Easily Customize Nitric's Terraform Providers

3 min read

Nitric's Terraform Providers are designed to be flexible and customizable, serving as a reference implementation that you can easily override to fit your specific needs.

This brief guide demonstrates the ease of customizing the Nitric framework. If you’re new to Nitric and the concepts of Infrastructure from Code (IfC), we recommend starting with our quickstart documentation, which utilizes Pulumi providers written in Go.

Let’s take a look at how you can customize the configuration of an AWS S3 bucket to enable server-side encryption.

Default S3 Bucket Configuration

By default, the S3 bucket module in Nitric’s Terraform Providers is configured as follows:

# Generate a random id for the bucket
resource "random_id" "bucket_id" {
byte_length = 8
keepers = {
# Generate a new id each time we switch to a new AMI id
bucket_name = var.bucket_name
}
}
# AWS S3 bucket
resource "aws_s3_bucket" "bucket" {
bucket = "${var.bucket_name}-${random_id.bucket_id.hex}"
tags = {
"x-nitric-${var.stack_id}-name" = var.bucket_name
"x-nitric-${var.stack_id}-type" = "bucket"
}
}
# Deploy bucket lambda invocation permissions
resource "aws_lambda_permission" "allow_bucket" {
for_each = var.notification_targets
action = "lambda:InvokeFunction"
function_name = each.value.arn
principal = "s3.amazonaws.com"
source_arn = aws_s3_bucket.bucket.arn
}
# Deploy lambda notifications
resource "aws_s3_bucket_notification" "bucket_notification" {
bucket = aws_s3_bucket.bucket.id
dynamic "lambda_function" {
for_each = var.notification_targets
content {
lambda_function_arn = lambda_function.value.arn
events = lambda_function.value.events
filter_prefix = lambda_function.value.prefix
}
}
}

Adding Server-Side Encryption

To customize this configuration and add server-side encryption to the S3 bucket, you can extend the module by adding the following snippet to your S3 module.

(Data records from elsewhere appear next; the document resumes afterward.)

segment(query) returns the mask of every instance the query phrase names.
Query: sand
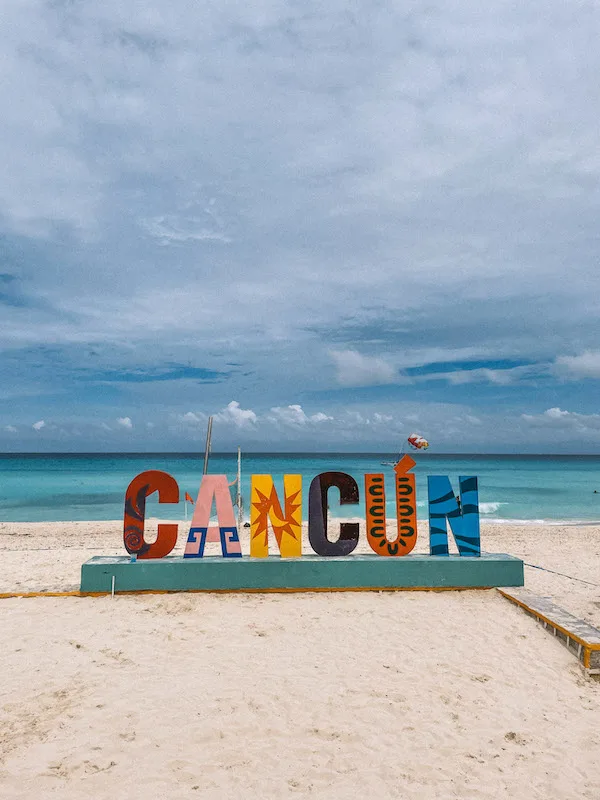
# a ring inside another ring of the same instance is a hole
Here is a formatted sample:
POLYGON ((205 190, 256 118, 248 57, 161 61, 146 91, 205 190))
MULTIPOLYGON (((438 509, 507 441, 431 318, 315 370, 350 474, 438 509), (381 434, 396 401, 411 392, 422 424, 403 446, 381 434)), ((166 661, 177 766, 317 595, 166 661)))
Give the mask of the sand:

# AWS S3 bucket server-side encryption configuration
resource "aws_s3_bucket_server_side_encryption_configuration" "bucket_encryption" {
bucket = aws_s3_bucket.bucket.bucket
rule {
apply_server_side_encryption_by_default {
sse_algorithm = "AES256"
}
}
}

Applying the Customization

Nitric already has build scripts that allow you to rebuild the Terraform provider and use it immediately.

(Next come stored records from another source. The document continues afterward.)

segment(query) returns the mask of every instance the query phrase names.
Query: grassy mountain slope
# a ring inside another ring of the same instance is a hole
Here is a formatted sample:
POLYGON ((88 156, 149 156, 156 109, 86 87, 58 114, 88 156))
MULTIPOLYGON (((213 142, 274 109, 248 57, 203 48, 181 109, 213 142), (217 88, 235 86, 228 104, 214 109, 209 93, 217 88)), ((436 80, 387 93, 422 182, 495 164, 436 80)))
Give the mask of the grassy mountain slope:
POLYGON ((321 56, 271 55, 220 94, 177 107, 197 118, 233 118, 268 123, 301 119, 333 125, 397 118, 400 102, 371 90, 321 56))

You can run make install from the provider's root directory here once you've customized your resources. The make file will install your provider as nitric/awstf@0.0.1 by default, which can be used directly in your stack file.

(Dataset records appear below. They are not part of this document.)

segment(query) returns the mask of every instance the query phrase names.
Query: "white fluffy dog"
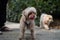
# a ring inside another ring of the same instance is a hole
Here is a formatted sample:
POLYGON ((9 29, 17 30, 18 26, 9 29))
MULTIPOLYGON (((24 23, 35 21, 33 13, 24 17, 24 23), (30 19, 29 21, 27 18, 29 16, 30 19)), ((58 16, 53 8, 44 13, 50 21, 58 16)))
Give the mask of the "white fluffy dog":
POLYGON ((53 17, 51 15, 42 13, 40 17, 40 28, 49 29, 49 24, 53 22, 53 17))

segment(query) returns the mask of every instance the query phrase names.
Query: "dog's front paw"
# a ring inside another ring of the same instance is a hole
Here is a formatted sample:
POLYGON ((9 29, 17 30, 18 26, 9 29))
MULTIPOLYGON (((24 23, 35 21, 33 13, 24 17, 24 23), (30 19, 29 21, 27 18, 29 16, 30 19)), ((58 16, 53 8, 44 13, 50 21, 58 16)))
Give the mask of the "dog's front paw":
POLYGON ((32 38, 32 40, 35 40, 35 38, 32 38))
POLYGON ((19 38, 19 40, 22 40, 22 38, 19 38))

# The nitric provider to use
provider: nitric/awstf@0.0.1
# The target aws region to deploy to
region: us-east-2

After running nitric up you can inspect your bucket's configuration on the AWS console.

aws-console

Why We Didn’t Start with Encryption by Default?

The default configurations aim to be as simple as possible to cater to a wide range of use cases and to serve as a starting point for users.

While basic server-side encryption using AWS-managed keys (SSE-S3) does not require additional permissions, using more advanced encryption options like SSE-KMS (AWS Key Management Service) involves managing dependencies on KMS and configuring the necessary permissions and roles.

Conclusion

This example demonstrates how easy it is to customize Nitric's Terraform Providers to meet your specific requirements. By leveraging Terraform's modular and extensible nature, you can tailor infrastructure configurations to suit your needs while maintaining the flexibility and power of Nitric’s framework.